The world begins to feel too narratively neat, it makes every exchange feel like a set-up to a joke whose pay-off will come later, something that will escalate down the scenes. A small, innocent anecdote by Ray about how, at night, if he is behind a woman he tries to overtake her, so she doesn't feel stalked, isn't allowed to float around as a specific, nutty character detail. Similarly, Ray asking the cleaning staff of his office her name refuses to remain an innocent exchange, where the guilt of the privileged overcompensates itself as curiosity. Every small detail must be used, so both of these set-ups tumble into an odd scene with Ray ending up in jail with a black eye. The grounded sweetness is swapped for an oddball, logically convenient comedy that doesn't work because of its insistence on edge and humour. 

This world soon begins to feel like a bubble that seems unaware of another world taking shape outside of it. The loss of a job isn't catastrophic, hacking at one's self-worth, the existence of a jail record isn't worrying.

Parallel to this tonal shift, the show builds up characters not knowing what to do with them, dispensing off with their presence in odd sub-plots, including believing that one's father's heart attack could be caused by a curse.

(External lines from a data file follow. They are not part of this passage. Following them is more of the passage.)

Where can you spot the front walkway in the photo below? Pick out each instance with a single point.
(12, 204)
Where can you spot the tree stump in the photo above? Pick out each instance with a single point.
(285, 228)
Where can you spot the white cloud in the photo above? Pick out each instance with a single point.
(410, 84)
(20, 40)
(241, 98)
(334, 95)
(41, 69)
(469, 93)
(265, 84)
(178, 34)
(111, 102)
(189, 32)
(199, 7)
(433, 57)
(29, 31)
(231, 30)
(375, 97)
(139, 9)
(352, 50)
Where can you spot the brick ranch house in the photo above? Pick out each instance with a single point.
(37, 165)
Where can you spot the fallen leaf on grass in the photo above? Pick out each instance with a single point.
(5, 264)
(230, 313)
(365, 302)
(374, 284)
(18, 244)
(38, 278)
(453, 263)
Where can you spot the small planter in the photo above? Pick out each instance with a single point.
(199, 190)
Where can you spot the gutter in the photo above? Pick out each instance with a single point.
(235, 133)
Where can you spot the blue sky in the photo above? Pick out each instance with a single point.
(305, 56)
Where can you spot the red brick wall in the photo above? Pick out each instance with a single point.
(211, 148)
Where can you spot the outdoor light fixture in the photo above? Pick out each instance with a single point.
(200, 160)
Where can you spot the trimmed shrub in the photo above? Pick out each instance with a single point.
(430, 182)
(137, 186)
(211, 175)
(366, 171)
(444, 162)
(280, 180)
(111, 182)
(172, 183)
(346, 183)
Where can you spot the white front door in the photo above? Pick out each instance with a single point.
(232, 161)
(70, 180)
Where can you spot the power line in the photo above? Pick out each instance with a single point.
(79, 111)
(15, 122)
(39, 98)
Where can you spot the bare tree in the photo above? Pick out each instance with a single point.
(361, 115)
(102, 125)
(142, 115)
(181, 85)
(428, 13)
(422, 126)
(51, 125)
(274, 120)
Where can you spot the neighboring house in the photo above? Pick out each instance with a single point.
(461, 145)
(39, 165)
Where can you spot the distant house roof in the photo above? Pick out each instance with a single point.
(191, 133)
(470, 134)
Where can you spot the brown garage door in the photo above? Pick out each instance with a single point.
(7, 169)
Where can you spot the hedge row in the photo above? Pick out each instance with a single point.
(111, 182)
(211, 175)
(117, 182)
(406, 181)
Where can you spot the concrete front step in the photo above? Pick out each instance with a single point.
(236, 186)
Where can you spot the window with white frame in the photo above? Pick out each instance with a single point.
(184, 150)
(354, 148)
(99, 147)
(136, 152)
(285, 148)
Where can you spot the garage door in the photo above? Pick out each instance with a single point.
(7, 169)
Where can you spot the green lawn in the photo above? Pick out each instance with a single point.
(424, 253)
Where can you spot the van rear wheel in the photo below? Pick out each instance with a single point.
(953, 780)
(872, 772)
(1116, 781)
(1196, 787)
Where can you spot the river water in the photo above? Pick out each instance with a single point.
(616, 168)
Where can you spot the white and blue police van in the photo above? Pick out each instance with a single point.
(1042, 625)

A really silly story comes and goes by the wayside, with Ray's Japanese CEO's daughter who sends provocative pictures to Ray over a dating app, because, in a Freudian slip of sex, she wants to fuck one of her dad's employees. That story, too, leaves behind an odd, half-baked aftertaste, as though the show did not know what they wanted to say, an arbitrariness that feels incomplete. 

Jim Sarbh's voiceover, which perfectly captures the inescapable chaos of a mind that is unintentionally tripping you up with questions, doubts, counters, ifs, buts, cheerleading you into hell, is such a masterful reworking of the voice-over as the manifestation of millennial anxiety. It is too much and too relentless and too observant and too witty-in-the-head, like that lightbulb that switches on in the shower with a comeback for last night's insult hurled at you. The grating quality of this voiceover is indistinguishable from the grating quality of being that person, trying to tell your mind to shut up, when it just won't stop revving. 


A lot of the socializing in this show happens at swanky bars and loud clubs and polished restaurants in and around Bandra. Cinema, literature, theater, music don't seem to make much of a peek. Doesn't art still the mind? When we see Ray open his laptop, it is to watch porn or to work on Excel sheets in a job that is fetched from his parents' connections. When music plays, it is from Zoya Akhtar's films, or pop music — both played on the dance floor. The only people who seem to be reading are Ray's parents, Rahul Bose and Suchitra Pillai, who have such a quirky, antagonistic chemistry, they must be having wild sex. (XL condom size, we are told.)

This world soon begins to feel like a bubble that seems unaware of another world taking shape outside of it. The loss of a job isn't catastrophic, hacking at one's self-worth, the existence of a jail record isn't worrying. There is no hint of which "age" Ray's coming of age is taking place in. The newspaper being read by Ray's father is fictional. There is no puncturing of the rhythms of this world with things that happen outside it. There is no Twitter, and while people are constantly shown on the phone, what are they doing, thinking? Again, to be fair, to be clear, this seems more of a critique of the world than the show that world partakes in, so seamless is that difference. But even as the writers recognize that this world might not be enough for drama, concocting contorting situations as bizarre as the next, they refuse to unsettle the social diktats of the world itself. No, because that would be too radical, too reckless. Instead, in this world, there is no desperation, no anger, no extreme reaction except a perpetual hum of self-loathing. That is enough, I guess, to be relatable across borders.